The master’s eyes glinted. “Excellent!”

“Ghulim!” I spat. “More like butchery than fighting. Haven’t you got anything worth my while?”

“You know they’re ghulim!” My answer was a contemptuous laugh. “Tell me,” he went on. “Where did you acquire your keen eye?”

“Here and there.”

“I could use a man like you. Come see me if you want a job.”

“Where will I find you?”

“At the Palace of Canthes. Ask for Exarch Stilerich.”

“Exarch!” I muttered. But he was already striding toward Moabene.

The girl came out of hiding, drawing back her hood.

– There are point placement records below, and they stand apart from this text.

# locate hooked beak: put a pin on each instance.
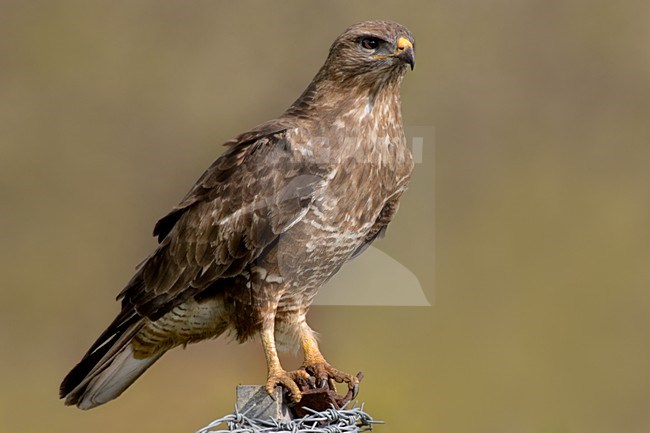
(405, 51)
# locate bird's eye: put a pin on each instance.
(370, 43)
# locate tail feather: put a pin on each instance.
(108, 368)
(109, 383)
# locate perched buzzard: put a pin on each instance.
(270, 221)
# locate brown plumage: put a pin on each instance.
(268, 223)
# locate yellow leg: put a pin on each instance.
(276, 374)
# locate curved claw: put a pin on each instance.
(285, 379)
(355, 391)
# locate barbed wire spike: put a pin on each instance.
(352, 420)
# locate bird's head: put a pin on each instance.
(372, 48)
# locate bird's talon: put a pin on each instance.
(286, 380)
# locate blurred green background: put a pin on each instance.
(534, 245)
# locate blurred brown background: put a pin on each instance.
(541, 210)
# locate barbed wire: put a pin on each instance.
(332, 420)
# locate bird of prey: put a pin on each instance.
(268, 223)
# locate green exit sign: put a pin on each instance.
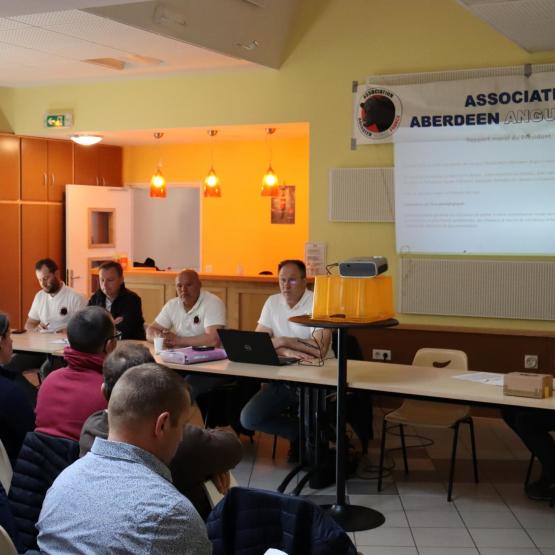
(58, 121)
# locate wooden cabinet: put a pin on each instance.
(10, 270)
(42, 236)
(9, 162)
(46, 168)
(98, 165)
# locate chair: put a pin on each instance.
(429, 414)
(6, 545)
(6, 471)
(252, 521)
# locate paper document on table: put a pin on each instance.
(489, 378)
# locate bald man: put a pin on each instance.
(119, 498)
(191, 319)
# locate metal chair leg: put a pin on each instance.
(473, 445)
(404, 447)
(274, 448)
(453, 456)
(382, 454)
(529, 470)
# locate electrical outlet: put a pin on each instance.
(381, 354)
(531, 362)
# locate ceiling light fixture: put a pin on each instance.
(85, 139)
(270, 179)
(157, 181)
(212, 181)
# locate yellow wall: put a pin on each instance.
(236, 228)
(343, 40)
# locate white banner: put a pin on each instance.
(453, 109)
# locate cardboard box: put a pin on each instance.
(527, 384)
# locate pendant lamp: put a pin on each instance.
(212, 181)
(270, 179)
(157, 181)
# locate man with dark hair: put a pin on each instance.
(16, 415)
(201, 455)
(271, 408)
(51, 310)
(123, 304)
(119, 497)
(68, 396)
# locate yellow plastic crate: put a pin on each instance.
(353, 299)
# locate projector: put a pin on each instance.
(363, 267)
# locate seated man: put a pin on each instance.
(267, 410)
(533, 427)
(16, 414)
(124, 305)
(191, 319)
(51, 310)
(201, 455)
(68, 396)
(119, 497)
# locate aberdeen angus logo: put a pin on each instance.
(380, 113)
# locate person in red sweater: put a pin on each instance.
(68, 396)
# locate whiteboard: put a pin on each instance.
(167, 229)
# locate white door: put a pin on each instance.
(98, 227)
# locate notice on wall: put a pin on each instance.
(315, 258)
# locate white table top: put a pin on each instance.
(403, 379)
(35, 342)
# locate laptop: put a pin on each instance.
(254, 347)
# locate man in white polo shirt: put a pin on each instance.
(272, 410)
(52, 308)
(191, 319)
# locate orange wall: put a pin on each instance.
(236, 228)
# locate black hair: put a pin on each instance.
(123, 357)
(89, 329)
(299, 263)
(112, 264)
(49, 263)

Her skin was smooth and fair, her hair auburn. “Thank you,” she said. She glanced at the prone figures. “I wish you hadn’t had to…”

I shook my head. “They’re ghulim. Without souls.” I sheathed my sword. “What’s your name?”

“Yaneth.”

“Yaneth. I’m Keftu.”

“I would offer you my hospitality,” she said, “but the gates are closed now. We’re both trapped outside the city for the night.”

“Hm. Your friends would be watching the bridge anyway, I think.”

She shivered. “There’s a hostel just this side of the gorge. Migrant workers usually stay there, but the moss-fields are drained for the season.”

I scratched the back of my head uncomfortably. Yaneth saw it and said, “Be my guest tonight. It’s the least I can do.”

I bowed. “I accept. Lead the way.”

I followed Yaneth out of the cemetery. The sky was an ashy lavender. The moon had climbed up over the city between two twisted peaks and was eyeing the falling ghulim gravely. A lone maugreth was already picking at one of the bodies.